La prise de décision
Dans l'évolution normale de cette situation, il faut à un moment prendre une décision. On ne peut rester longtemps dans l'indécision, pris entre la vie d'avant, les possibilités de vie future, les risques que cela représente, la perte de sécurité, le mal que l'on va faire, etc.
La première raison qui force la décision est que toute période d'incertitude sur l'avenir, dans des conditions pareilles, devient rapidement d'un poids énorme pour tous, y compris les enfants. Il est quasi impossible de masquer aux enfants ce qui se passe. Ma femme et moi avions pensé ne rien avoir montré, mais tous les enfants nous ont dit qu'ils se doutaient de quelque chose. Bien sur, il y a là-dedans le fait qu'on vient de le leur dire, justement. Mais il y aussi un certain soulagement montré, à l'idée que les choses sont dites. Cependant, il ne faut pas se tromper. Ce n'est pas parce que les choses sont dites qu'elles sont comprises. Selon leur âge, les enfants ont besoin de plus ou moins de temps pour simplement intégrer (il n'est pas là question d'accepter) une modification de leur environnement immédiat. Et quand la modification est de cette nature, le temps devient encore plus important.
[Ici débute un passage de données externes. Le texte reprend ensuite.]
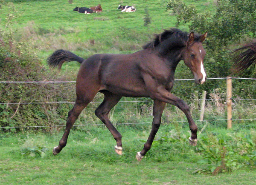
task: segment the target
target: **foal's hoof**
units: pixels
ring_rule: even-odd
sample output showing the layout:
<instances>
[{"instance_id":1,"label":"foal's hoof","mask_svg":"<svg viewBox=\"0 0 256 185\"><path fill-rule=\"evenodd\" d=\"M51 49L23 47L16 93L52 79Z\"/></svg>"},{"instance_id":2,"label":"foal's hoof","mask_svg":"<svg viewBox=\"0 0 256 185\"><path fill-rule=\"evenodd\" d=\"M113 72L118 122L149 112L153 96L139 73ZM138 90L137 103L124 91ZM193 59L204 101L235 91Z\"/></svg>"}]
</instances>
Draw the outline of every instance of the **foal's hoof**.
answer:
<instances>
[{"instance_id":1,"label":"foal's hoof","mask_svg":"<svg viewBox=\"0 0 256 185\"><path fill-rule=\"evenodd\" d=\"M57 146L54 147L53 148L53 150L52 150L52 154L53 154L53 155L54 155L55 156L56 155L57 155L57 154L58 154L58 153L57 153L55 151L55 148L57 148Z\"/></svg>"},{"instance_id":2,"label":"foal's hoof","mask_svg":"<svg viewBox=\"0 0 256 185\"><path fill-rule=\"evenodd\" d=\"M118 155L122 155L122 148L121 146L115 146L115 151Z\"/></svg>"},{"instance_id":3,"label":"foal's hoof","mask_svg":"<svg viewBox=\"0 0 256 185\"><path fill-rule=\"evenodd\" d=\"M191 137L189 138L189 144L192 146L196 146L197 144L197 139L192 139Z\"/></svg>"},{"instance_id":4,"label":"foal's hoof","mask_svg":"<svg viewBox=\"0 0 256 185\"><path fill-rule=\"evenodd\" d=\"M138 152L137 152L137 154L136 154L136 159L138 161L139 161L139 162L141 161L141 159L142 159L143 157L144 156L141 155L140 151L138 151Z\"/></svg>"}]
</instances>

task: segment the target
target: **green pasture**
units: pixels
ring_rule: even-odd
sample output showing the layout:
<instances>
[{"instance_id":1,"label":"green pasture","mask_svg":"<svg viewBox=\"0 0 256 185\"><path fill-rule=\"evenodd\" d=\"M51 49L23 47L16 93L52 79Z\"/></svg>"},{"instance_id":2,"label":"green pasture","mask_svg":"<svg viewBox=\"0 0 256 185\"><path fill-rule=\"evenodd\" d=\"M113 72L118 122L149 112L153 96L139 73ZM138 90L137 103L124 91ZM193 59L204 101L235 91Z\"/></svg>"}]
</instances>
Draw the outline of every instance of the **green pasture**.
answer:
<instances>
[{"instance_id":1,"label":"green pasture","mask_svg":"<svg viewBox=\"0 0 256 185\"><path fill-rule=\"evenodd\" d=\"M87 58L96 53L127 54L141 49L154 34L175 26L176 19L166 11L167 1L163 0L123 1L68 0L7 1L14 2L0 9L0 28L6 30L8 24L15 31L17 41L26 41L36 49L44 62L57 49L75 51ZM19 3L21 1L22 3ZM189 2L189 1L186 1ZM76 6L90 7L101 4L101 13L90 14L73 11ZM134 12L121 12L119 4L134 6ZM195 6L200 10L213 9L213 0L198 1ZM151 19L144 26L145 11ZM6 23L7 14L15 17ZM188 31L186 26L181 26ZM93 40L94 44L90 44ZM75 63L67 66L79 65ZM64 69L65 67L64 67Z\"/></svg>"},{"instance_id":2,"label":"green pasture","mask_svg":"<svg viewBox=\"0 0 256 185\"><path fill-rule=\"evenodd\" d=\"M199 149L206 142L206 139L204 139L206 134L199 135L201 141L199 140L197 147L191 146L187 139L188 126L180 131L181 137L178 140L172 141L162 136L165 132L172 131L177 133L179 131L171 125L162 125L151 149L140 162L138 162L136 153L142 149L149 133L150 127L150 125L136 129L128 125L117 126L123 136L124 151L122 156L115 153L114 139L108 129L101 126L75 128L70 134L67 146L56 156L52 154L52 150L57 145L61 132L49 134L26 131L15 135L2 135L0 184L252 185L256 183L255 167L246 165L246 163L242 168L232 173L226 171L213 175L202 171L205 164L199 162L205 159L204 155L207 153L201 153ZM244 130L227 131L225 129L215 128L213 131L211 128L211 126L206 128L208 134L210 135L211 131L214 132L218 130L218 134L221 135L224 140L233 134L236 135L235 137L239 140L239 135L248 134ZM173 136L175 139L175 137ZM30 152L24 154L24 149ZM238 150L239 152L241 152L241 149ZM38 151L44 152L40 153Z\"/></svg>"},{"instance_id":3,"label":"green pasture","mask_svg":"<svg viewBox=\"0 0 256 185\"><path fill-rule=\"evenodd\" d=\"M201 12L215 11L215 0L183 1L193 4ZM0 5L0 41L4 38L5 43L10 45L9 50L5 50L5 48L0 49L3 56L5 58L10 54L14 59L20 59L15 52L13 56L8 53L12 51L12 44L17 51L23 52L21 54L33 54L26 60L21 54L20 61L23 63L18 61L17 65L20 65L18 66L22 72L16 74L15 71L6 70L3 77L20 81L73 81L79 64L69 63L64 65L59 73L49 72L46 66L49 54L61 48L86 58L96 53L127 54L141 49L154 37L154 34L175 26L175 15L166 11L168 2L74 0L73 4L69 4L67 0L0 0L0 3L3 3ZM101 4L102 13L84 14L73 11L77 6L90 7L98 4ZM121 12L117 9L119 4L133 6L137 11ZM145 26L147 13L151 22ZM189 31L187 25L181 25L179 28ZM37 62L41 63L44 68L35 72L28 67L41 64ZM26 72L23 68L28 71L26 75L21 73ZM45 72L40 73L42 77L37 73L41 71ZM192 78L191 73L181 62L175 77ZM210 84L211 81L208 82ZM191 133L184 114L168 105L152 148L142 161L138 162L136 154L141 151L150 132L152 102L122 102L111 110L111 122L118 124L138 123L116 125L123 136L124 148L123 155L119 156L114 150L115 140L104 126L99 125L102 123L94 115L99 103L92 103L76 122L82 126L73 127L67 146L56 156L52 151L61 137L63 127L0 130L0 184L256 184L256 105L253 100L239 100L239 96L244 92L254 91L256 86L247 86L247 81L233 80L234 84L243 88L239 88L240 94L233 95L238 99L233 101L233 128L227 130L225 102L223 100L225 98L225 89L220 87L225 87L225 81L219 82L219 87L207 92L209 100L204 120L208 121L203 122L198 121L200 105L196 99L200 99L204 86L191 85L192 81L175 82L174 94L186 97L198 127L196 147L189 145L188 139ZM74 85L4 84L0 87L5 92L1 94L4 99L0 98L0 102L8 102L10 100L15 102L73 102ZM187 91L191 87L199 93ZM8 91L7 88L12 90ZM253 97L248 97L250 98ZM93 101L100 102L102 99L102 94L99 94ZM121 101L134 100L123 98ZM64 125L72 106L72 103L44 106L28 104L21 105L17 108L16 105L1 104L0 119L3 118L0 123L3 126ZM23 117L24 115L26 117Z\"/></svg>"}]
</instances>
Il faut prendre une décision, donc. Cela n'a rien de facile. J'ai hésité fort longtemps à choisir et je ne m'y suis résolu que parce que la situation devenait invivable. J'ai tout essayé : l'approche rationnelle (tableau comparatif des situations possibles, jeté au bout de quelques jours), spirituelle (recueillement et méditation dans l'espoir qu'une lumière vienne éclairer mon choix), détournée (oubli volontaire, et hélas momentané, de tout choix à faire), etc. Rien n'y a fait, il y a un moment où il faut se regarder en face et exprimer un choix.
Là aussi, les stratégies sont nombreuses pour éviter les phrases définitives : c'est une prise de distance, une phase de recul nécessaire pour faire le point, une séparation mais tout est possible, etc. Entendons-nous bien, il n'y a rien de machiavélique dans ces expressions, ni même de sournois. Il s'agit simplement de l'expression du profond malaise que j'ai pu ressentir à l'idée de cette séparation. Le moins qu'on puisse dire est que cette démarche n'est pas porteuse. Elle est même au contraire extrêmement lourdee à porter et les conséquences en sont terribles. Mais la gentillesse et le désir de bien faire ne sont pas une excuse pour aggraver les choses en laissant tout le monde dans l'expectative et l'attente.
A un moment, il faut décider, pour le bien de tous. J'ai donc décidé de partir. Nous avons préparé les enfants en leur expliquant comment cela allait se passer. Mais la période d'attente a encore duré et ce ne fut pas facile.